Kazan, "Bu davayı kolay kolay neticesiz bırakamazlar. Hepsini toptan beraate götüremezler. İddianameye baktığımızda, iddianame dolu, boş değil. Bir ceza verecekler, bu görülüyor. Sen, bu kadar zamandır bu davalara devam ediyorsun. Bu kadar duruşmadan sonra bunların hepsi suçsuz demek mümkün değil" diye konuştu.
Sanıkların, savunmalarında "darbe" suçlamasını kabul etmediği, hükümetin kendisinin istifa ettiğini savunduğunun hatırlatılması üzerine Kazan, şöyle konuştu:
"Biz, darbenin ne olduğunu biliyoruz. 12 Mart'ları yaşadık. 12 Eylül'leri yaşadık. Darbeydi ama 28 Şubat'ın adına basın tarafından 28 Şubat post modern darbesi adı verildi. Dolayısıyla bu isim benimsendi. Ve o günden bu güne kadar 28 Şubat'tan bahsedilirken, doğrudan doğruya darbe olarak değil, post modern darbe olarak bahsediyorlar."
Darbeyi, askerlerin tek başına yapmadığını, kışkırtıldığını ve teşvik edildiğini belirten Kazan, 28 Şubat'ın sivil ayağına da dava açılması gerektiğini ileri sürdü.
Kazan, "Sivil ayağına dava açılacağını söylemişlerdi. Ama açılmadı. Balyoz davasının neticesi ne oldu? Çok ağır cezalar verildi. Sonra Ergenekon. Sıfıra sıfır, elde var sıfır. Silahlı harekete dayanan bir olay neticesinde bunlar böyle hasır altı ediliyorsa bu davada da nasıl gidecek göreceğiz" diye konuştu.
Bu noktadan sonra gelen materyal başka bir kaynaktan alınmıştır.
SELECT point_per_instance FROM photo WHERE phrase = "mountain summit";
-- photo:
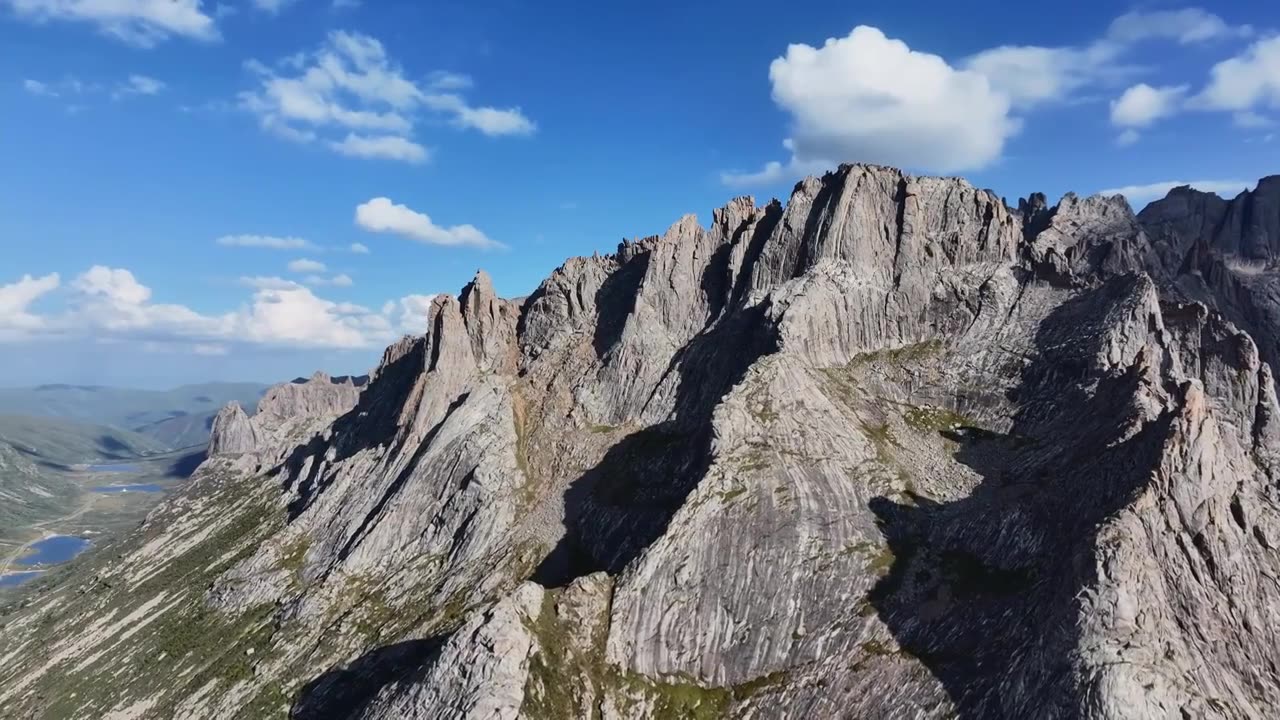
(891, 450)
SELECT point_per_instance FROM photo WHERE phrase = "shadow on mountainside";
(983, 591)
(625, 502)
(343, 692)
(373, 422)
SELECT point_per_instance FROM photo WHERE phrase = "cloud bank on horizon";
(873, 98)
(359, 95)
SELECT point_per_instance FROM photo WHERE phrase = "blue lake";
(14, 579)
(51, 551)
(136, 487)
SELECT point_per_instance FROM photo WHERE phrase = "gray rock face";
(891, 450)
(233, 432)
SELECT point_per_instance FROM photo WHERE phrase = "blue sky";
(177, 173)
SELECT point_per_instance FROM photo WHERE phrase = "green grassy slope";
(56, 442)
(124, 408)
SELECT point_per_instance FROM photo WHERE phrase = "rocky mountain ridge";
(891, 450)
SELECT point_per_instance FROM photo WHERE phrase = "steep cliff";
(891, 450)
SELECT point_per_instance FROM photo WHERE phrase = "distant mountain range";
(173, 418)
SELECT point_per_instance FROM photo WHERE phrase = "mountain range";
(894, 449)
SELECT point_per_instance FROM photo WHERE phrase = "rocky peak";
(890, 434)
(232, 432)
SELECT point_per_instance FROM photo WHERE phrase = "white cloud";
(336, 281)
(352, 86)
(443, 80)
(769, 173)
(1143, 104)
(138, 85)
(868, 98)
(210, 349)
(382, 215)
(1142, 194)
(1247, 81)
(1187, 27)
(16, 300)
(110, 305)
(269, 241)
(36, 87)
(272, 7)
(306, 265)
(264, 282)
(1251, 119)
(137, 22)
(385, 146)
(414, 310)
(489, 121)
(1031, 76)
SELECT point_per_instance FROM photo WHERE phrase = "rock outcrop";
(891, 450)
(233, 432)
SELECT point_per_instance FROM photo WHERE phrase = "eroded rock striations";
(891, 450)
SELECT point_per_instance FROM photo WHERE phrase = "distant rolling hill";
(173, 418)
(59, 442)
(27, 492)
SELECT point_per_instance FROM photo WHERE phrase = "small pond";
(54, 550)
(14, 579)
(135, 487)
(118, 468)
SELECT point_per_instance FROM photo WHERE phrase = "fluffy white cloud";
(16, 300)
(1142, 194)
(385, 146)
(306, 265)
(872, 99)
(36, 87)
(341, 279)
(414, 310)
(1247, 81)
(489, 121)
(1251, 119)
(270, 241)
(443, 80)
(1143, 104)
(867, 98)
(769, 173)
(1187, 27)
(137, 22)
(264, 282)
(272, 7)
(110, 305)
(383, 215)
(1032, 76)
(351, 85)
(138, 85)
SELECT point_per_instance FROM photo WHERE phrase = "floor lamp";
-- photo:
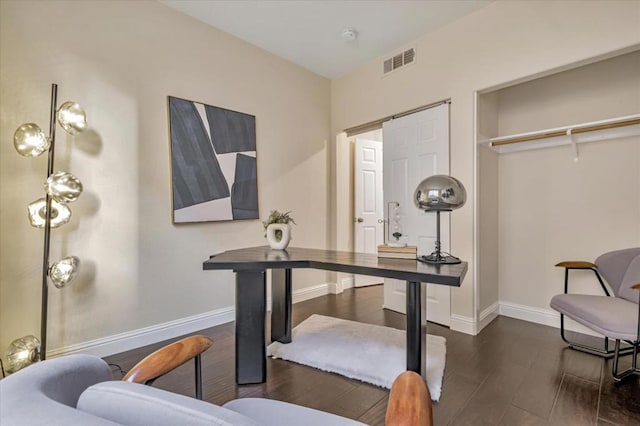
(439, 193)
(48, 212)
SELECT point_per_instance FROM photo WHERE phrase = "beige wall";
(554, 209)
(500, 43)
(120, 60)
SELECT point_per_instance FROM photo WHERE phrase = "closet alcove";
(568, 195)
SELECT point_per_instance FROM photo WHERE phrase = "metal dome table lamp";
(439, 193)
(48, 212)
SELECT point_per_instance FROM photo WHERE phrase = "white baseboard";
(148, 335)
(347, 283)
(310, 292)
(542, 316)
(463, 324)
(487, 316)
(127, 341)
"Ne yapalım kaderimizde varmış"
28 Şubat döneminde asker ve sivil kesimden mağduriyetler yaşandığını kaydeden Kazan, şunları anlattı:
"Davanın açılışından mağdur olmuş birçok yüzbaşı var, üsteğmen var. Askerin içinden insanlar var. Biz, 5-6 kişiyiz hükümet tarafından. Bunlar terazinin ağırlık tarafı. Kimseye kırgınlığım yok, çünkü hepimiz Allah'a hesap vereceğiz. Çünkü işbaşına gelen hükümet İslam dünyasının öncülüğünü yapmak için işbaşına gelmişti. Türkiye'nin bir huzura ihtiyacı var. Ne yapalım kaderimizde varmış."